24-Nov-2014 12:11
We have an active/standby setup. The standby unit is only sending HealthChecks to 1 out of 10 members in a pool. I manually tested the connection (smtp) and the F5 can connect to all members. When capturing traffic via tcpdump you ever see the traffic go out to 9 of 10 members.
Anyone seen anything like this before?
24-Nov-2014 13:02
Are the nodes marked available?
24-Nov-2014 16:57
24-Nov-2014 13:02
Are the nodes marked available?
24-Nov-2014 16:57
24-Nov-2014 17:05
I've seen this before, but don't yet have an answer as to why it happens. Force them down on the standby and then re-enable them to force the monitor to retest.
24-Nov-2014 18:12
Are you using Vlan group?
25-Nov-2014 10:42
Forcing them offline and then re-enabling fixed this. Is there a specific condition that causes the healthcheck service/process to fail requiring this manual intervention? Thanks for the tip!
26-Nov-2014 16:39
Argh. This fixed the standby however it broke the active.
30-Nov-2014 00:06
12-Nov-2018 21:05
I'm having the same problem, I use the http monitor and some members get infinite status checking, with tcpdump the check attempt is not even done.

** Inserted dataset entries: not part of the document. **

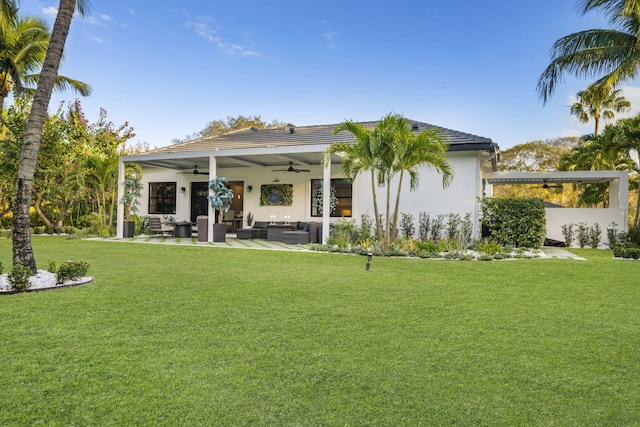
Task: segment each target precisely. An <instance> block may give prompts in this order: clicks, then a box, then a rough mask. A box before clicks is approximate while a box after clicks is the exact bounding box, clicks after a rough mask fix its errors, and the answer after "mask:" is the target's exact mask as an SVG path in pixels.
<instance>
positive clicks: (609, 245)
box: [607, 221, 620, 249]
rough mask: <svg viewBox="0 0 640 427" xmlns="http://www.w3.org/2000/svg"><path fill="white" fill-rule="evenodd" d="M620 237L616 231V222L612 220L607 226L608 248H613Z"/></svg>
mask: <svg viewBox="0 0 640 427" xmlns="http://www.w3.org/2000/svg"><path fill="white" fill-rule="evenodd" d="M619 237H620V233H618V224H616V223H615V221H614V222H612V223H611V224H609V228H607V246H608V247H609V249H613V248H614V247H615V246H616V245H617V244H618V242H619V241H620V240H619Z"/></svg>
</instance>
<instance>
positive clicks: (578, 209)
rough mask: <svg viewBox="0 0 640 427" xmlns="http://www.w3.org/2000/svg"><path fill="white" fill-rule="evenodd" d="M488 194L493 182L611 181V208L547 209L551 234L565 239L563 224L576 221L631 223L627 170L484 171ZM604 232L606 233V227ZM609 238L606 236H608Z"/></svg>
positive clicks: (582, 221) (607, 181)
mask: <svg viewBox="0 0 640 427" xmlns="http://www.w3.org/2000/svg"><path fill="white" fill-rule="evenodd" d="M484 181H485V184H486V191H485V194H487V195H489V196H490V195H491V194H492V187H491V186H493V185H505V184H539V185H545V184H588V183H608V184H609V206H608V207H607V208H564V209H556V208H549V209H546V212H547V237H551V238H555V239H557V240H562V238H561V235H560V232H559V230H560V226H561V225H563V223H564V224H566V223H567V221H568V223H572V222H584V223H587V224H589V225H592V224H594V223H599V224H600V225H605V226H606V225H608V224H610V223H612V222H615V223H616V224H619V225H620V226H621V228H622V231H626V230H627V226H628V210H629V209H628V201H629V175H628V172H627V171H614V170H607V171H602V170H598V171H566V172H564V171H554V172H490V173H485V174H484ZM602 228H603V233H606V228H605V227H602ZM605 237H606V236H605Z"/></svg>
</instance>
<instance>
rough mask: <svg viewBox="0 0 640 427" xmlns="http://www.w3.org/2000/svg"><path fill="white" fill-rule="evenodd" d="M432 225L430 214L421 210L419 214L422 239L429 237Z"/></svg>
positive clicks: (420, 231) (418, 217) (418, 220)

Doing test with ping, telnet and curl results is positive.
>> I already did the bigd restart;
>> I pushed forced offline and returned;
*** I believe a possible solution would be the touch / service / mcpd / forceload procedure; reboot, however, doing this I will not have the root cause of the problem
Note: As a palliative solution I enabled the tcp monitor and some members returned, however, some still have a problem.
update November 14, 2018
The "Logging Monitor" enabled on a Node was the trigger for Health Check failure, it is a known BUG as described in article K06263705.
After disabling the logging monitor and running the restart of the bigd process (clsh bigstart restart bigd) the environment has normalized.
Problem solved!